Another deep breath and she reached behind to unhook her bra. She couldn’t look at him, but she knew he was watching. It was so quiet, she could hear the soft ebb and flow of his arms as he glided them slowly back and forth through the water. So quiet, she could hear her heartbeat and the soft snuffle of the horses where they grazed on the grass nearby.
She let her bra drop to the ground by her jeans, but she held her forearm over her breasts. She couldn’t help it. One-handed, she tugged down her panties, stepped out of them, then tried to look casual as she covered the important parts below her waist with her other hand.
If he laughed, if he so much as snickered, she was going to drown herself.
He didn’t laugh. He didn’t snicker. He didn’t make a sound.

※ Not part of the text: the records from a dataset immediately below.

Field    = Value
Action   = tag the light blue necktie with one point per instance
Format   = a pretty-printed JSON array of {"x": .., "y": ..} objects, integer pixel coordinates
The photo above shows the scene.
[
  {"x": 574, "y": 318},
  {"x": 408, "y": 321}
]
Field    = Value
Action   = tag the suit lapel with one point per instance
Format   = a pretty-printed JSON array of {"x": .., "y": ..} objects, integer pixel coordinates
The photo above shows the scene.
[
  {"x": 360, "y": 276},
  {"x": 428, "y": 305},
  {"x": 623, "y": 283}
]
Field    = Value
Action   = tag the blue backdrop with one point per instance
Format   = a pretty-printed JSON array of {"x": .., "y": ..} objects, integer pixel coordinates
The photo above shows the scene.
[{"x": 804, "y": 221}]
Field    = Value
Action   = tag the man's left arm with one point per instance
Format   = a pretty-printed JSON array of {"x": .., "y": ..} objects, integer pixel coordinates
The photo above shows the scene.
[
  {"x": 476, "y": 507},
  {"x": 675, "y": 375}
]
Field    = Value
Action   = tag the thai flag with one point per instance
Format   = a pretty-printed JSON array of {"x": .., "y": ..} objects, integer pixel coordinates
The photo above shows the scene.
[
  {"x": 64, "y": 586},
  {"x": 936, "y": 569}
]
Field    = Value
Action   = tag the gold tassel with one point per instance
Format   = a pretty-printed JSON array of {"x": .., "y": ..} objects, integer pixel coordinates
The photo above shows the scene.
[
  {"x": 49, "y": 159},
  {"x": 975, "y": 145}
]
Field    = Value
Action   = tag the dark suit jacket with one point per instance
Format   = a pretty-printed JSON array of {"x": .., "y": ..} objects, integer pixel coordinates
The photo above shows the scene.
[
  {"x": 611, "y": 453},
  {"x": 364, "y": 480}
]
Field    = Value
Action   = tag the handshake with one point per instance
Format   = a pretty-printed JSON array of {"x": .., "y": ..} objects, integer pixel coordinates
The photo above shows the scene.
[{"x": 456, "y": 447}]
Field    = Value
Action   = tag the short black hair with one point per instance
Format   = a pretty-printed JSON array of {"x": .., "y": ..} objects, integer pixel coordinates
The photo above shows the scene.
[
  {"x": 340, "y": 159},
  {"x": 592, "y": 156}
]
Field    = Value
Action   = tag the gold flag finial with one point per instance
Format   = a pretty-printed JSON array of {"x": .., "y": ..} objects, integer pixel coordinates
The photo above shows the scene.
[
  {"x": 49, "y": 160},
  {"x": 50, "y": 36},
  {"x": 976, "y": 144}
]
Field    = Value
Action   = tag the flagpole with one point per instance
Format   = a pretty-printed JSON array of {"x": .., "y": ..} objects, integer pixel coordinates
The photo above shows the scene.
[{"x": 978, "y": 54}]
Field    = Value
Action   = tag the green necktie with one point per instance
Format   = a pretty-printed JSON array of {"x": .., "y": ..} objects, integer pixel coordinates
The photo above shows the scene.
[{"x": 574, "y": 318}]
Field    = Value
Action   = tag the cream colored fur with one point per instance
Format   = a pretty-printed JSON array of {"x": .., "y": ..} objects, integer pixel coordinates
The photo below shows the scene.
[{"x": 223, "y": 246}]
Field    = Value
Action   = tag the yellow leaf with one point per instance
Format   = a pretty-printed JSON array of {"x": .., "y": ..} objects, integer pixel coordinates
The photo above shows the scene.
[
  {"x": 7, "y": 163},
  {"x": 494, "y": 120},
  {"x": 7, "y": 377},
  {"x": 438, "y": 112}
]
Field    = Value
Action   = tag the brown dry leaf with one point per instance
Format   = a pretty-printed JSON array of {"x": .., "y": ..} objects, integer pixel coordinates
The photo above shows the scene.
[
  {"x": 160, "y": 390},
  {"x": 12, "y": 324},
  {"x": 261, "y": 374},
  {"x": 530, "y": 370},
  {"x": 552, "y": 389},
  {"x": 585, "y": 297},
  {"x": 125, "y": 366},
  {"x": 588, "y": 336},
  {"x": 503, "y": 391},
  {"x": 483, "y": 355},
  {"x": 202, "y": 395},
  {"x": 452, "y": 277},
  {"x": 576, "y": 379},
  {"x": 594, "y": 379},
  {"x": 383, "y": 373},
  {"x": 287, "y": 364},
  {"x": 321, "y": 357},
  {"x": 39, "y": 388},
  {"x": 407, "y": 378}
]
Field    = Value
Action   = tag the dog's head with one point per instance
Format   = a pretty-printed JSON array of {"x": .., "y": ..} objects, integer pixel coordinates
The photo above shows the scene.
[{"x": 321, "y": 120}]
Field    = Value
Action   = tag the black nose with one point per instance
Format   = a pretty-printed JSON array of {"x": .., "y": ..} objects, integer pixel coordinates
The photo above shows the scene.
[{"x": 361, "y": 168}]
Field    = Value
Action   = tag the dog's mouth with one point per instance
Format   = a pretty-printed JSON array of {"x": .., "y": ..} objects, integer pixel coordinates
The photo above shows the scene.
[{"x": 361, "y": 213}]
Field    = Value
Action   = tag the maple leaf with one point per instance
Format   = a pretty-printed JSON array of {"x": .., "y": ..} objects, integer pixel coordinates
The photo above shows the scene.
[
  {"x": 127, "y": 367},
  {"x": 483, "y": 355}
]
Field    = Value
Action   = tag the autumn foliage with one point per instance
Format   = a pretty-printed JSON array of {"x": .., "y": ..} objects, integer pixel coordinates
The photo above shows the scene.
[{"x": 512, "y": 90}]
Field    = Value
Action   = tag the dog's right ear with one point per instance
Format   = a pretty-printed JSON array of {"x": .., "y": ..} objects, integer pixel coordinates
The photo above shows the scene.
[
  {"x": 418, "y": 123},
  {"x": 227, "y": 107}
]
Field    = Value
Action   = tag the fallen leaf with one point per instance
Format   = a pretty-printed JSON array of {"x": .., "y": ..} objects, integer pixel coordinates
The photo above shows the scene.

In fact, even the sound of his arms skimming the water had stopped.
She took another deep breath and looked up. Met his eyes. And almost lost her breath.
He was just standing there. Not even smiling. His eyes were hooded with shadows, but even so, she knew his gaze was locked on her. Only when he swallowed and she saw the muscles work in his throat did she realize that he was as riveted by the moment as she was. She felt a power surge sweep through her again.
Feel the power, girl. Use it.
Buoyed by the memory of Alison’s words, she stood straighter. And slowly lowered her hands.
This time it was his breath that caught. This time it was Jake doing the appreciating, as she’d appreciated the fluid muscle, the lean lines, the impressive part of his anatomy that distinguished him as a man.
She knew that he liked what he saw. When he took a step toward her as though it was involuntary, she knew that he loved what he saw. For the first time in her life she felt like celebrating the fact that she was a woman—a woman who intuitively sensed that this moment with this man was going to change her life.